Perceptron

Note

Updated: April 20, 2025

This note introduces the Perceptron algorithm using scikit-learn, explains the step-by-step logic behind how it works, and then demonstrates a from-scratch implementation to show that the core idea is simple and easy to build.

What is the Perceptron?

The Perceptron is one of the earliest algorithms for binary classification — it tries to find a straight line (or hyperplane) that separates two classes of data points.

It’s like drawing a boundary between red dots and blue dots, learning which side of the line each class belongs to.

The Perceptron doesn’t estimate probabilities or output a continuous value — instead, it makes a hard decision:
either Class 0 or Class 1, based on the sign of a linear function.

This notebook will:

Use scikit-learn to demonstrate how the Perceptron works in practice
Explain the logic behind it in an intuitive way
Show how to implement the same idea step by step from scratch

Let’s dive into the details to understand how it works and how to implement it ourselves.

Preparation

We’ll start by importing the necessary libraries and generating a simple synthetic dataset suitable for binary classification.

X, y = make_classification(
    n_samples=100,
    n_features=2,
    n_informative=2,
    n_redundant=0,
    n_clusters_per_class=1,
    class_sep=0.5,
    random_state=42
)

plt.scatter(X[:, 0], X[:, 1], c=y, cmap='bwr', edgecolor='k', s=40)
plt.title("Linearly Separable Binary Data")
plt.xlabel("Feature 1")
plt.ylabel("Feature 2")
plt.show()

Outputs:

Here we can see the data. Let's use scikit-learn to classify it.

Implement with Scikit-Learn

from sklearn.linear_model import Perceptron

# Train the model
clf = Perceptron(max_iter=1000, eta0=1.0, shuffle=False, random_state=42)
clf.fit(X, y)

# Extract weight and bias
w_sklearn = clf.coef_[0]
b_sklearn = clf.intercept_[0]

# Plot decision boundary
def plot_decision_boundary(X, y, w, b, title="", label="", color="black"):
    plt.scatter(X[:, 0], X[:, 1], c=y, cmap='bwr', edgecolor='k', s=40)
    
    # Create line: w0*x + w1*y + b = 0 → y = -(w0*x + b) / w1
    x_vals = np.array([X[:, 0].min() - 1, X[:, 0].max() + 1])
    y_vals = -(w[0] * x_vals + b) / w[1]
    
    plt.plot(x_vals, y_vals, label=label, color=color)
    plt.title(title)
    plt.xlabel("Feature 1")
    plt.ylabel("Feature 2")
    plt.legend()
    plt.show()

plot_decision_boundary(X, y, w_sklearn, b_sklearn, title="Scikit-learn Perceptron", label="sklearn", color="blue")

Outputs:

Understanding the Visualization

Each colored region shows how the Perceptron has learned to separate the data into two classes using a straight line.
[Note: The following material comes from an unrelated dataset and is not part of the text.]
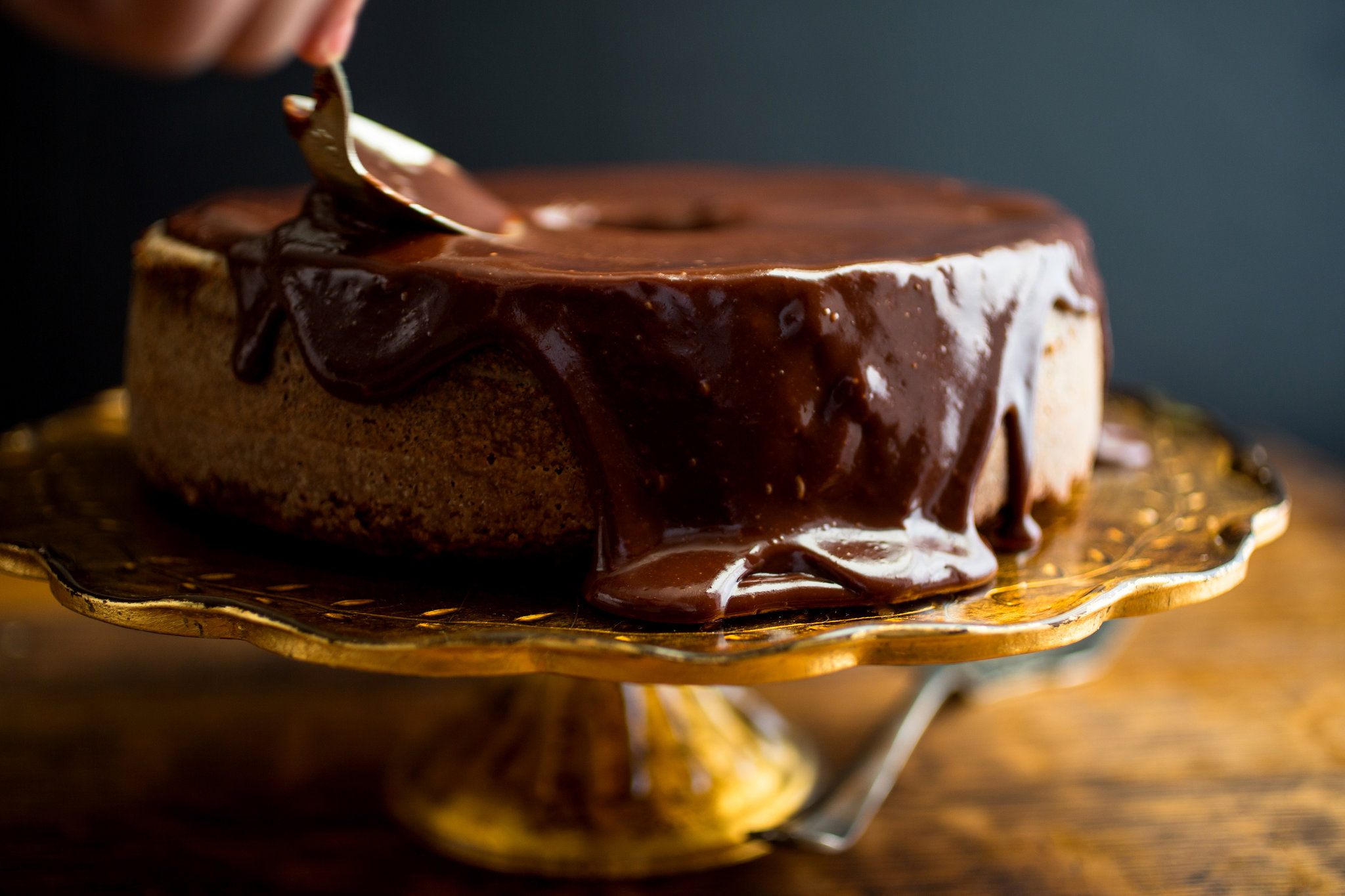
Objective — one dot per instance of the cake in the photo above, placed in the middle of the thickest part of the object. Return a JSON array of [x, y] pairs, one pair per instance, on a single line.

When it sees a point, it calculates a weighted sum of the input features.
If the result is positive, it predicts Class 1; otherwise, Class 0.

Dots are the data points, and the line is the learned decision boundary.

Behind the Scenes

1. Initialize Weights and Bias

Start with small random weights (or just zeros).
The Perceptron will learn how to adjust them over time.

2. Repeat the Following Steps for Each Epoch

An epoch means one full pass through all training data.

For each data point:

Make a prediction:

\hat{y} = \begin{cases} 1 & \text{if } w \cdot x + b \geq 0 \\ 0 & \text{otherwise} \end{cases}

Compare the prediction $\hat{y}$ to the true label $y$ .
If it's correct → do nothing.
If it's wrong → update the weights and bias:

w := w + \eta (y - \hat{y})x

b := b + \eta (y - \hat{y})

In each epoch, the model checks every single data point, and adjusts the weights only if there’s a mistake. This is why the Perceptron is called a mistake-driven algorithm.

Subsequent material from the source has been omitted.